L'article 276 de la loi de finances pour 2019 prévoyait un rapport avant juin 2019 sur la réforme de la contribution à l'audiovisuel public dans la perspective de la disparition de la taxe d'habitation - il n'a jamais été remis. Alors que Mme Bachelot vient d'annoncer un nouveau groupe de travail sur le sujet, pouvez-vous nous dire quand ce rapport sera publié ?
M. Marc Fesneau, ministre délégué. - Le rapport sur la contribution à l'audiovisuel public n'a pas été jugé satisfaisant. Les ministres de la culture et des comptes publics ont annoncé l'installation d'un groupe de travail, qui associera des parlementaires, afin de proposer des pistes de réforme d'ici 2022. La crise sanitaire en a ralenti la mise en place, mais Mme Bachelot souhaite voir le dossier avancer. Il s'agit d'assurer un financement pérenne et affecté, sans pour autant créer de nouvel impôt.
Le décret en Conseil d'État désignant l'autorité compétente pour reconnaître le caractère d'information politique et générale des titres de presse a été publié le 2 mai 2021.
S'agissant du seuil de chiffre d'affaires des kiosques numériques, les projets de décret ont été notifiés à la Commission européenne en avril 2021. La fin du statu quo est donc prévue au mois de juillet 2021.
M. Vincent Éblé, vice-président de la commission des finances . - La commission des finances regrette que le taux de mise en oeuvre de la loi de finances pour 2020 soit en recul mais note que les mesures d'urgence votées dans les trois premières lois de finances rectificatives ont été rapidement appliquées.
Le 12 mai dernier, le président Raynal a interrogé Mme Landais. J'insisterai donc simplement sur trois points.
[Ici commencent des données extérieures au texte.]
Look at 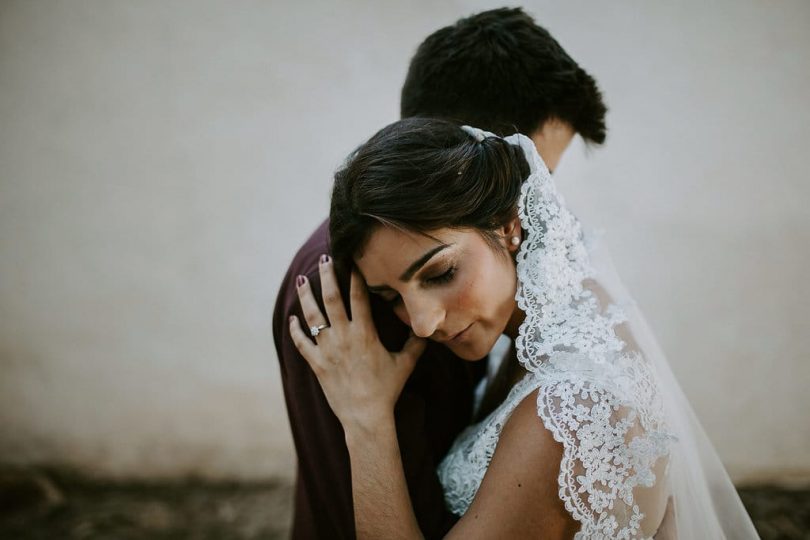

L'article 147 de la loi de finances pour 2020 qui transpose le paquet TVA sur le commerce électronique doit entrer en vigueur au 1er juillet. Notre commission, très impliquée sur le sujet de la fiscalité du numérique, avait souligné l'importance pour les opérateurs de pouvoir se préparer. Un décret et un arrêté ont finalement été publiés hier : dont acte.
Le crédit d'impôt pour dépenses de création audiovisuelle et cinématographique n'a toujours pas reçu le feu vert européen. La secrétaire générale du gouvernement n'a pas su nous dire si la fumée blanche allait sortir. Êtes-vous optimiste ? La loi a été promulguée le 30 juillet 2020, la pré-notification européenne a eu lieu en novembre, la notification en avril 2021 : n'est-ce pas trop long ?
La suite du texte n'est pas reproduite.